If these blog postings were close to the bone for many, it is because the LHC is running hard up against its deadline to switch on later this year. Conspiracy theories were also quick to fly: any postponement at the LHC, near Geneva, Switzerland, means that the Tevatron collider at the Fermi National Accelerator Laboratory in Illinois has more time to discover the last part of the standard model of particle physics — the Higgs boson.
On 15 April, the race became even more heated. At a meeting of the American Physical Society in Jacksonville, Florida, Tevatron physicists announced refined measurements for the masses of two particles that, taken together, lower the expected mass of the Higgs. The new estimates — of the mass of the top quark and of the W boson — put an upper limit on the Higgs mass of 144 GeV. In January, the best estimate was 153 GeV (see Nature 445, 239; 2007). The lighter the Higgs, the better the chance the Tevatron has to detect it before it shuts down in 2009.
Researchers are more immediately worried about potential LHC delays caused by the failure of the magnet, which was supplied by Fermilab. “This does add to the burden of everything that has to be done before the machine switches on,” says Pier Oddone, director of Fermilab. “We are embarrassed we created this additional problem.” At the same time, some LHC researchers admit privately that the mistake might give them some breathing room.
The magnet that failed was part of an inner triplet designed to focus the proton beams before they interact. During a pressure test to simulate conditions expected in the collider, the eight-tonne magnet jumped 13 centimetres, rupturing a pipe and causing a loud bang. The problem was quickly identified as a weakness in the supporting structure. “There was a definite oversight here,” admits Stephen Holmes, head of accelerator physics at Fermilab.
The accident was not the first magnet failure: another Fermilab-supplied magnet had a faulty heat exchanger that had to be replaced a few months earlier. The second problem was one too many for Oddone, who has initiated an external review to figure out how the team missed such simple design flaws.
Meanwhile, CERN — the particle-physics laboratory in which the LHC is housed — and Fermilab are working together to find a fix and to minimize the effect on the LHC schedule. Options include reinforcing the triplet support structure with rods, or building physical buffers so that the magnets cannot move too far. Engineers hope to announce a solution by 25 April, and to test it on another triplet in the tunnel in early June.
The time needed to repair the magnets will need to be factored into the overall LHC operation, which was already running five weeks behind schedule before the accident, says project manager Lyndon Evans.
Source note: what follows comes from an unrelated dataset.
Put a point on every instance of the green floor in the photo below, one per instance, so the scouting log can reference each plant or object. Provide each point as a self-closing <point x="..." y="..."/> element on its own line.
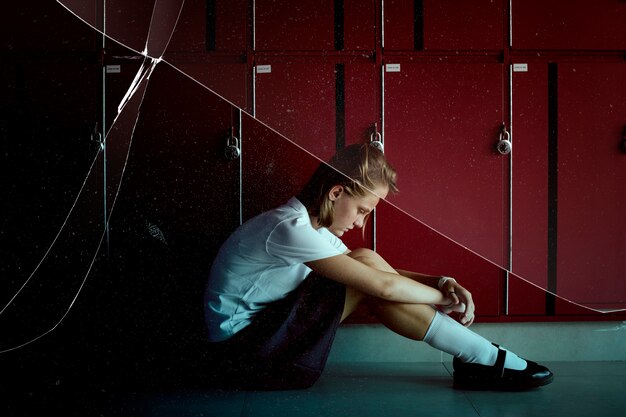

There is also pressure to get the repair right the first time around, because there are few spare magnets available.
The most likely victim of any slippage is the first engineering run, planned for late 2007. The LHC is being chilled down in sections; it took from January to March 2007 to cool the first eighth of the machine to 1.9 kelvin. The process will become quicker, but cooling the final sectors in just two weeks each — as Evans says the current schedule demands — will be challenging, with or without the magnet repairs. “In my view the magnet problem has been blown out of proportion,” he says. “It is a very small part of a bigger picture.”
Evans adds that he still hasn't given up on the LHC conducting its first run in 2007, but admits that only an extreme optimist would share his view. With delay building on delay, a formal announcement of when the LHC might come online isn't expected until mid-May. And with CERN closing as it usually does for the winter months, no run in 2007 could push the first science run later than planned in 2008. And by that point, the Tevatron will have had another year or more to hunt for the Higgs.